En 1995 donc, Heat marque un changement radical chez Michael Mann. Si son cinéma avait été jusqu'alors très "conventionnel" d'un point de vue formel, il va devenir dès lors très stylisé, et va ancrer un bonne fois pour toutes le "style Mann" : longues focales, caméra portées, personnages décadrés dans un cinémascope aux cadres subtils et complexes. Sa mise en scène se sublime d'elle même. Mann persiste et signe avec The Insider en 1999, puis avec l'incroyable Ali deux ans plus tard, biopic inspiré sur l'ex-champion du monde, qui va aussi amortir une démarche à laquelle Mann va adhérer totalement sur ses deux films suivant : l'utilisation de la vidéo Haute Définition au détour de certains plans de nuit, qui confère au film un côté documentaire que le sujet même du film induisait.
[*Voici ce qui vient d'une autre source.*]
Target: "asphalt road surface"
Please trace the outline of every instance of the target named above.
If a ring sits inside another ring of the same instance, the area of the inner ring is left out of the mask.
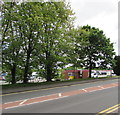
[[[2,95],[3,104],[22,100],[19,102],[19,105],[22,105],[28,99],[32,100],[31,103],[22,106],[5,108],[2,112],[97,114],[108,111],[109,113],[118,113],[118,87],[115,84],[118,84],[117,79],[5,94]],[[39,97],[39,101],[35,102],[36,97]],[[49,99],[47,100],[46,97]]]

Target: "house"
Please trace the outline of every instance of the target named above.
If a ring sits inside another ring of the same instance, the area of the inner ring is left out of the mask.
[[[89,70],[65,70],[63,75],[66,80],[88,78]]]

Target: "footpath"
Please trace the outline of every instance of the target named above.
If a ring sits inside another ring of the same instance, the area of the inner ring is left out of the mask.
[[[60,82],[60,83],[55,83],[55,84],[37,85],[37,86],[28,86],[28,87],[8,88],[8,89],[2,89],[2,94],[24,92],[24,91],[38,90],[38,89],[46,89],[46,88],[53,88],[53,87],[70,86],[70,85],[75,85],[75,84],[84,84],[84,83],[105,81],[105,80],[112,80],[112,79],[119,79],[119,77],[91,79],[91,80],[83,80],[83,81]]]

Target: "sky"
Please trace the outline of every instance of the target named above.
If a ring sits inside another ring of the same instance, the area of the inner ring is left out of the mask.
[[[118,55],[118,2],[120,0],[66,0],[75,12],[75,26],[90,25],[104,31]]]

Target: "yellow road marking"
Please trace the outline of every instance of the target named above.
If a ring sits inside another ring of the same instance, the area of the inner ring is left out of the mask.
[[[99,112],[99,113],[96,114],[96,115],[100,115],[100,114],[102,114],[102,113],[107,113],[107,112],[109,112],[109,111],[112,112],[112,110],[115,111],[116,109],[118,109],[119,106],[120,106],[120,104],[114,105],[114,106],[112,106],[112,107],[110,107],[110,108],[108,108],[108,109],[105,109],[105,110]],[[117,107],[117,108],[116,108],[116,107]],[[102,115],[104,115],[104,114],[102,114]]]
[[[77,85],[81,85],[81,84],[77,84]],[[74,86],[77,86],[77,85],[74,85]],[[37,90],[30,90],[30,91],[23,91],[23,92],[16,92],[16,93],[9,93],[9,94],[3,94],[3,95],[0,95],[0,96],[8,96],[8,95],[14,95],[14,94],[21,94],[21,93],[28,93],[28,92],[35,92],[35,91],[43,91],[43,90],[48,90],[48,89],[56,89],[56,88],[69,87],[69,86],[73,86],[73,85],[53,87],[53,88],[45,88],[45,89],[37,89]]]
[[[101,81],[93,81],[93,82],[102,82],[104,80]],[[85,83],[85,84],[89,84],[89,83]],[[56,89],[56,88],[62,88],[62,87],[69,87],[69,86],[77,86],[77,85],[82,85],[82,84],[75,84],[75,85],[68,85],[68,86],[58,86],[58,87],[53,87],[53,88],[45,88],[45,89],[37,89],[37,90],[30,90],[30,91],[22,91],[22,92],[15,92],[15,93],[9,93],[9,94],[3,94],[0,96],[8,96],[8,95],[15,95],[15,94],[21,94],[21,93],[30,93],[30,92],[35,92],[35,91],[42,91],[42,90],[48,90],[48,89]]]
[[[120,107],[117,107],[117,108],[115,108],[115,109],[112,109],[112,110],[110,110],[110,111],[108,111],[108,112],[106,112],[105,114],[103,114],[103,115],[106,115],[106,114],[108,114],[108,113],[111,113],[111,112],[113,112],[113,111],[115,111],[115,110],[117,110],[117,109],[119,109]]]

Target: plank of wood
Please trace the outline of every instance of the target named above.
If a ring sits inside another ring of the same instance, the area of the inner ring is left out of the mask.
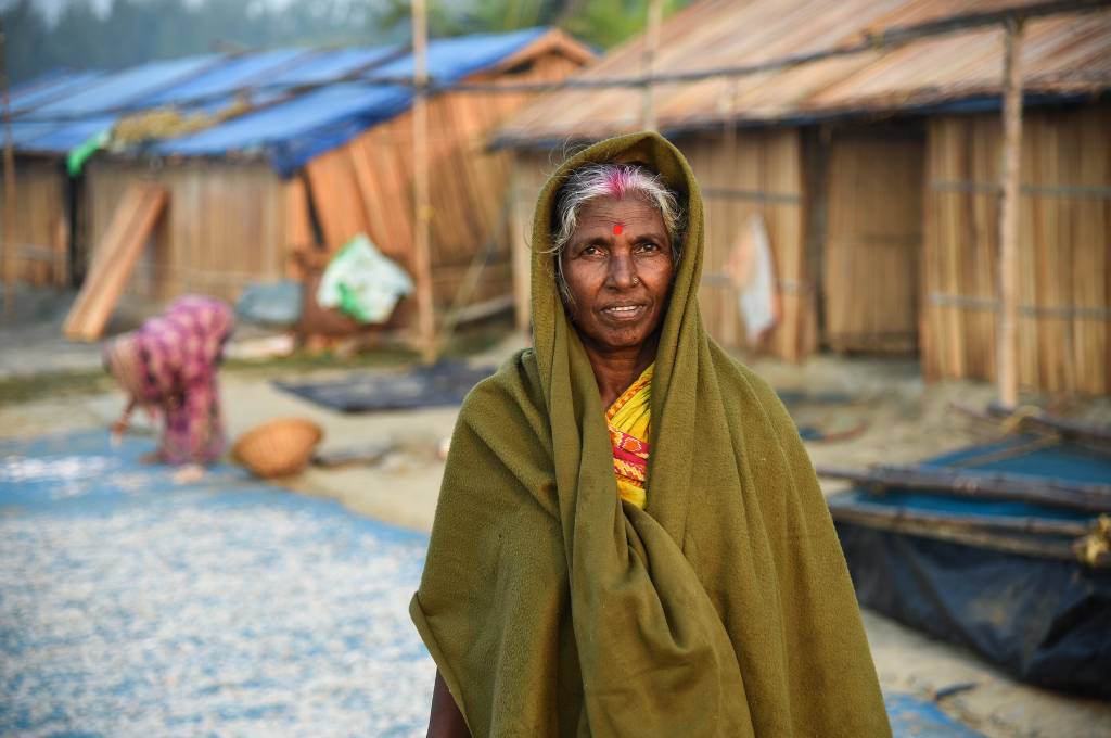
[[[66,317],[62,330],[67,338],[93,341],[103,335],[112,308],[168,201],[169,193],[157,184],[137,182],[128,188]]]

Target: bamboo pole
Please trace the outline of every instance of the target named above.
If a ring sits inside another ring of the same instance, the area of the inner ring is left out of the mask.
[[[660,48],[660,23],[663,21],[663,0],[648,0],[648,32],[644,34],[644,76],[655,74],[655,54]],[[644,86],[643,109],[640,127],[655,130],[655,101],[652,99],[652,83]]]
[[[1111,512],[1111,485],[1083,485],[1021,475],[884,466],[870,470],[818,467],[825,479],[843,479],[870,490],[920,489],[953,497],[1015,500],[1087,512]]]
[[[1108,561],[1104,558],[1098,556],[1088,558],[1077,552],[1074,547],[1083,541],[1083,538],[1072,543],[1055,540],[1031,540],[991,530],[977,530],[974,528],[970,529],[951,525],[939,526],[937,522],[927,522],[907,517],[878,516],[871,511],[862,511],[859,508],[841,505],[830,505],[830,515],[838,522],[855,523],[878,530],[889,530],[891,532],[931,538],[962,546],[1059,561],[1080,561],[1092,568],[1104,568],[1108,566]]]
[[[1003,161],[999,207],[999,402],[1019,401],[1019,160],[1022,152],[1022,21],[1009,18],[1003,31]]]
[[[11,136],[11,100],[8,94],[8,29],[0,17],[0,96],[3,97],[3,256],[0,269],[3,270],[3,313],[11,315],[12,285],[12,251],[16,248],[16,153],[12,149]]]
[[[412,0],[413,24],[413,268],[417,272],[417,326],[421,356],[436,360],[436,315],[429,247],[428,180],[428,9]]]

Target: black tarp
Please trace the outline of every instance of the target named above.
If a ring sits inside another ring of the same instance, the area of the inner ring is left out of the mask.
[[[1023,439],[1009,441],[1020,449]],[[1007,455],[1007,443],[928,462],[1083,482],[1111,481],[1111,458],[1068,446]],[[1001,453],[1002,451],[1002,453]],[[1002,457],[1002,458],[1000,458]],[[978,463],[978,458],[991,459]],[[923,465],[927,466],[927,465]],[[1093,516],[1024,503],[957,500],[941,493],[862,490],[873,505],[1061,519]],[[837,517],[840,496],[830,499]],[[931,636],[967,646],[1023,681],[1111,698],[1111,571],[837,522],[861,605]]]
[[[430,367],[354,372],[340,379],[274,382],[287,392],[340,412],[372,412],[459,405],[492,367],[442,360]]]

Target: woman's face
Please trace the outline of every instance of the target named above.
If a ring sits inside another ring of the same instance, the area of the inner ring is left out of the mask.
[[[591,200],[561,256],[580,335],[603,351],[639,347],[659,328],[674,266],[659,211],[639,197]]]

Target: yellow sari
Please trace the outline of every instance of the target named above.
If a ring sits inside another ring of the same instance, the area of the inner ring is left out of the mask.
[[[648,455],[652,429],[652,369],[648,369],[605,411],[613,445],[613,473],[621,499],[644,509]]]

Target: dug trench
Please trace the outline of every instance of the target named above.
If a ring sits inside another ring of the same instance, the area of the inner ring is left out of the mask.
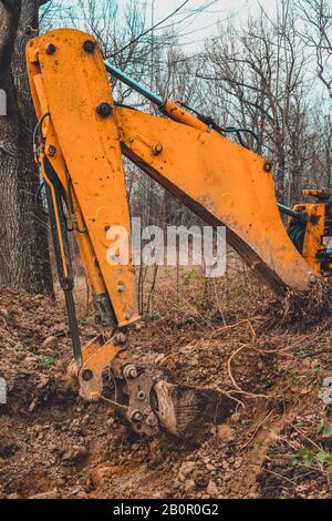
[[[157,294],[165,290],[160,284]],[[134,435],[106,402],[77,397],[65,376],[61,303],[1,288],[0,497],[331,497],[332,415],[321,391],[332,375],[330,310],[317,295],[309,306],[255,295],[222,320],[203,320],[205,311],[189,306],[186,316],[155,314],[131,333],[137,359],[237,399],[228,420],[195,445]],[[95,336],[89,316],[80,330],[83,341]]]

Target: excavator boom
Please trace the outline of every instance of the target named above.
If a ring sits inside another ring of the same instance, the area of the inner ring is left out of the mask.
[[[115,388],[111,401],[125,409],[137,430],[154,433],[159,421],[174,433],[187,432],[199,410],[208,410],[215,400],[212,390],[179,390],[158,370],[134,364],[127,349],[126,327],[138,318],[135,270],[131,254],[121,264],[110,262],[107,253],[114,239],[110,231],[131,228],[123,155],[208,224],[226,226],[228,243],[277,290],[307,290],[321,275],[317,252],[323,252],[326,204],[290,211],[294,221],[298,216],[305,221],[303,255],[284,228],[271,164],[260,154],[230,142],[209,122],[145,91],[112,65],[105,67],[95,40],[84,32],[60,29],[38,37],[28,45],[27,61],[39,119],[34,152],[46,187],[73,337],[71,372],[79,378],[82,396],[96,400],[111,367]],[[160,116],[116,105],[107,71],[155,102]],[[71,296],[66,213],[97,314],[111,331],[108,338],[101,335],[84,349]],[[189,405],[195,412],[179,428],[179,416]],[[224,417],[231,410],[229,399],[224,399],[221,409]]]

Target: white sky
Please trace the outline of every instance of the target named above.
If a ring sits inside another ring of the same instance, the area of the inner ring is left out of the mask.
[[[125,0],[131,1],[131,0]],[[163,20],[167,14],[177,9],[184,0],[138,0],[142,7],[146,6],[147,12],[154,12],[154,23]],[[173,22],[178,22],[185,19],[193,9],[199,9],[212,0],[189,0],[189,2],[176,13],[172,20],[165,22],[165,25]],[[278,0],[261,0],[267,12],[273,11]],[[153,9],[154,8],[154,9]],[[184,20],[177,25],[177,30],[181,34],[180,41],[184,42],[186,49],[199,45],[204,39],[212,34],[217,29],[218,20],[227,20],[234,17],[239,23],[245,22],[249,14],[255,14],[259,11],[259,0],[216,0],[212,6],[207,8],[204,12],[198,12]],[[152,24],[152,20],[149,22]],[[148,25],[148,23],[147,23]],[[163,27],[163,24],[160,25]],[[156,30],[158,31],[158,29]]]
[[[129,1],[129,0],[125,0]],[[184,0],[138,0],[143,6],[147,7],[148,12],[154,11],[154,23],[163,20],[167,14],[177,9]],[[212,0],[210,0],[212,1]],[[199,9],[206,3],[210,3],[209,0],[189,0],[189,2],[173,17],[173,21],[177,22],[185,18],[193,9]],[[278,0],[261,0],[260,3],[263,6],[267,12],[273,11],[276,2]],[[154,10],[153,10],[154,6]],[[229,17],[234,17],[239,23],[245,22],[249,14],[256,14],[259,11],[259,0],[216,0],[216,2],[207,8],[204,12],[198,12],[188,20],[184,20],[178,25],[180,34],[184,34],[183,40],[189,47],[199,44],[204,38],[210,35],[216,31],[218,20],[225,20]],[[170,20],[165,24],[170,23]],[[162,25],[163,27],[163,25]],[[188,34],[191,31],[193,34]]]

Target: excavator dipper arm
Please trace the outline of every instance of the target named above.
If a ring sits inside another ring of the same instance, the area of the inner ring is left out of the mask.
[[[168,119],[116,106],[92,37],[69,29],[38,37],[27,48],[27,63],[39,119],[34,152],[46,186],[73,338],[70,372],[77,377],[81,395],[97,400],[111,367],[114,396],[104,398],[137,431],[155,433],[159,422],[190,436],[207,419],[203,410],[216,417],[218,402],[217,416],[225,418],[234,403],[214,389],[175,386],[159,370],[131,358],[126,327],[138,318],[135,270],[131,254],[125,263],[113,262],[116,252],[110,258],[115,238],[110,231],[131,229],[122,154],[207,223],[227,226],[228,242],[272,286],[308,289],[314,259],[305,260],[283,227],[264,159],[173,101],[159,104]],[[104,327],[83,349],[71,294],[66,214]]]

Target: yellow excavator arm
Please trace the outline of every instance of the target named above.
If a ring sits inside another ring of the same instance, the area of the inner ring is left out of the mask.
[[[317,204],[288,208],[293,233],[302,234],[301,247],[295,247],[280,216],[271,163],[229,141],[207,119],[160,100],[112,65],[105,67],[91,35],[60,29],[38,37],[28,45],[27,63],[39,120],[34,153],[45,183],[73,338],[71,372],[79,378],[82,396],[96,400],[103,396],[103,374],[111,367],[115,396],[110,400],[136,430],[154,433],[162,423],[183,435],[197,422],[204,400],[212,399],[188,387],[179,391],[159,371],[134,364],[128,354],[126,327],[138,318],[135,270],[131,255],[125,265],[107,257],[107,232],[114,226],[131,228],[123,155],[208,224],[225,225],[228,243],[277,290],[308,290],[328,274],[326,198],[323,194]],[[156,102],[160,116],[116,105],[107,70]],[[63,202],[97,314],[111,331],[83,349]],[[231,408],[225,400],[221,416]],[[178,415],[188,410],[188,403],[191,416],[179,428]]]

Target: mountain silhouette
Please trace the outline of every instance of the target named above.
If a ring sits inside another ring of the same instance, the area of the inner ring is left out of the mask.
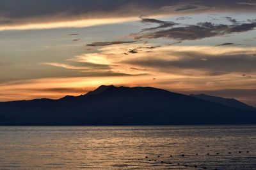
[[[60,99],[0,103],[0,125],[255,124],[256,112],[152,87],[99,87]]]
[[[196,94],[196,95],[191,94],[190,96],[193,96],[196,98],[203,99],[205,101],[218,103],[225,106],[227,106],[234,108],[256,111],[255,108],[249,106],[235,99],[223,98],[218,96],[212,96],[204,94]]]

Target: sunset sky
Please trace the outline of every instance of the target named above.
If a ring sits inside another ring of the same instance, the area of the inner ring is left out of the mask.
[[[256,106],[256,1],[0,0],[0,101],[100,85]]]

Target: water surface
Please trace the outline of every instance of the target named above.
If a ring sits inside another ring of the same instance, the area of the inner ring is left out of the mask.
[[[0,169],[204,167],[256,169],[256,126],[0,127]]]

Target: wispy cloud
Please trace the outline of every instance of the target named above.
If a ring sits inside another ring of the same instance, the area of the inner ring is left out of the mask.
[[[124,43],[135,43],[137,41],[106,41],[106,42],[93,42],[90,44],[87,44],[86,46],[108,46],[112,45],[119,45],[119,44],[124,44]]]

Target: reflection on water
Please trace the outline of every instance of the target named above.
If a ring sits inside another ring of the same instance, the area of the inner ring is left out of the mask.
[[[204,167],[256,169],[256,126],[0,127],[0,169]]]

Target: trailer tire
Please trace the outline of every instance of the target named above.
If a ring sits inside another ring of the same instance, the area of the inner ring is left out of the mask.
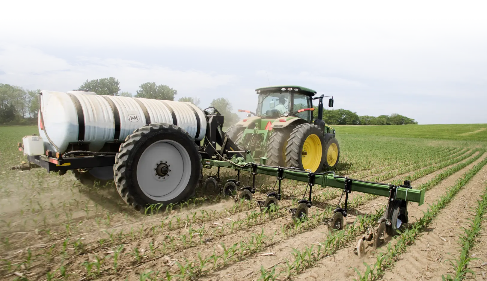
[[[269,138],[267,146],[267,165],[280,167],[286,167],[286,146],[287,139],[296,126],[290,125],[282,129],[273,129]]]
[[[297,126],[289,135],[286,146],[287,167],[320,172],[325,159],[324,139],[319,127],[312,124]]]
[[[127,137],[115,156],[113,173],[122,199],[144,214],[151,205],[189,199],[199,185],[202,169],[198,146],[186,131],[154,123]]]

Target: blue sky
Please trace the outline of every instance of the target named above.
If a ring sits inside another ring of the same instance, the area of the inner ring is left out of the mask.
[[[2,20],[0,83],[66,91],[113,76],[236,111],[255,109],[266,72],[359,115],[487,123],[486,35],[473,20]]]

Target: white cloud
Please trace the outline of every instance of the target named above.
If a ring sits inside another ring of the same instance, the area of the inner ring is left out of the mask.
[[[234,109],[252,110],[257,101],[252,86],[267,84],[265,69],[272,84],[333,94],[336,108],[360,114],[397,112],[423,124],[487,122],[478,113],[487,102],[485,21],[307,23],[305,28],[278,21],[0,21],[0,38],[9,43],[0,45],[0,71],[6,74],[0,81],[65,91],[86,79],[114,76],[123,90],[133,93],[141,83],[161,81],[182,96],[201,94],[203,104],[225,96]],[[37,45],[80,46],[87,53],[68,62],[28,47]],[[89,53],[96,48],[130,55],[134,47],[225,50],[242,61],[255,55],[263,60],[246,70],[251,74],[246,76],[239,65],[225,66],[239,75],[237,81],[234,75],[94,58]]]
[[[3,49],[3,50],[1,50]],[[178,95],[198,96],[205,90],[231,84],[232,75],[197,70],[174,70],[160,65],[117,58],[79,56],[74,63],[38,49],[12,44],[0,45],[0,82],[31,89],[66,91],[77,89],[86,79],[112,76],[122,91],[135,94],[146,82],[163,83],[176,89]],[[202,100],[211,97],[200,96]]]

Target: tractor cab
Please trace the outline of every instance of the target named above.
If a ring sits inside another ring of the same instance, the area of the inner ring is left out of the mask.
[[[295,85],[270,86],[255,90],[259,95],[256,112],[226,130],[230,139],[256,159],[267,164],[293,167],[316,172],[338,163],[339,149],[333,128],[323,120],[324,94]],[[318,114],[313,118],[313,100],[318,100]],[[333,106],[330,98],[328,106]],[[254,116],[252,116],[252,115]]]
[[[312,97],[316,92],[293,85],[270,86],[256,89],[259,95],[257,115],[264,119],[292,116],[311,122],[313,118]]]

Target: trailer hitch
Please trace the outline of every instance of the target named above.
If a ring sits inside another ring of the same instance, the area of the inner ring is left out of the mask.
[[[10,168],[11,170],[20,170],[22,171],[30,170],[33,168],[40,168],[40,166],[37,166],[32,163],[27,163],[25,161],[22,161],[22,163],[18,165],[12,166]]]

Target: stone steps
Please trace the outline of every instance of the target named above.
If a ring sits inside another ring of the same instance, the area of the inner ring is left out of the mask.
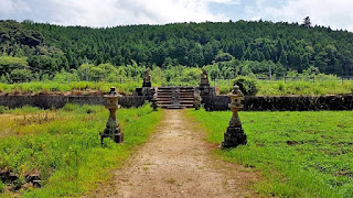
[[[158,87],[157,106],[165,109],[194,107],[194,87]]]

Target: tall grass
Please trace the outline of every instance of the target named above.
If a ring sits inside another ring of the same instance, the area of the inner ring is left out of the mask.
[[[39,112],[42,110],[32,111]],[[0,127],[0,169],[10,169],[20,177],[31,172],[41,175],[43,187],[24,190],[23,197],[71,197],[95,189],[111,177],[109,170],[148,139],[161,118],[161,112],[153,112],[148,105],[119,109],[117,118],[125,142],[116,144],[105,139],[101,146],[98,133],[108,119],[104,107],[66,105],[47,113],[54,114],[54,120],[18,125],[8,118],[10,124]]]
[[[231,112],[189,111],[221,144]],[[353,112],[240,112],[248,144],[217,151],[225,160],[254,167],[264,196],[352,197]]]
[[[73,91],[73,90],[97,90],[101,92],[108,92],[110,87],[116,87],[119,92],[131,94],[136,87],[141,87],[139,81],[128,82],[106,82],[106,81],[72,81],[72,82],[57,82],[57,81],[31,81],[21,84],[0,84],[0,92],[24,92],[24,94],[38,94],[41,91]]]
[[[232,89],[232,82],[220,80],[216,84],[220,95],[226,95]],[[325,79],[306,81],[257,80],[257,96],[323,96],[353,94],[353,80]]]

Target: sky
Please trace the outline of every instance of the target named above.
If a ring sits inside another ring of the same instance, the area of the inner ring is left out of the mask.
[[[352,0],[0,0],[0,20],[94,28],[238,20],[301,23],[353,32]]]

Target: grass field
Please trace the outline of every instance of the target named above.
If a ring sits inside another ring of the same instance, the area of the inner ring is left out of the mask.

La nuit, autre sujet de prédilection de Mann, qui sera transcendée par la HD dans Collateral en 2004, puis, tout récemment dans Miami Vice, reprise pour le grand écran de sa propre série.

La nuit, donc, mais avant tout, la solitude. LE thème de Mann par excellence. Tous ses personnages sont de grand solitaires, condamnés à un moment ou à un autre du métrage à faire un choix Cornélien, Shakespearien même : leur devoir, leur honneur, confronté à leurs désirs, leurs fantasmes, leurs rêves... Le choix d'Hamlet, en somme.

Sans pour autant remonter à son premier long métrage (dans lequel un voleur doit faire face à la mafia), parlons un peu des personnages de Mann, a partir du Dernier Des Mohicans. Dans ce film, Nathaniel "Hawkeye" Poe est tiraillé entre sa culture d'origine (il est anglais, bien que Mohican d'adoption), et sa culture "sentimentale". De plus, il va devoir aussi faire face à la femme qu'il aime.

Heat présente une dualité dans cette thématique. D'un côté, Vincent Hannah (Al Pacino), flic obsessionnel que son métier enlève à sa famille et à ses obligations de mari et de père (qui vont fatalement lui revenir en pleine figure). Tout ça à cause de Neil McCauley, bandit de haut vol avec lequel il joue au chat et à la souris, lui même tiraillé entre l'amour qu'il porte à Eady et son honneur de malfrat, un de ses hommes - Waingro - l'ayant doublé au début du film, puis trahi en le dénonçant à la police.

Revelations est lui aussi marqué par une dualité. Cette du Dr. Jeffrey Wigand, scientifique ayant travaillé pour une grande firme de tabac, à la fois obligé au silence et insulté dans son honneur par une clause de confidentialité, et de Lowell Bergman, journaliste désireux de porter l'affaire au grand jour, mais soucieux du "confort moral" d'un homme qui est, petit à petit, devenu son ami.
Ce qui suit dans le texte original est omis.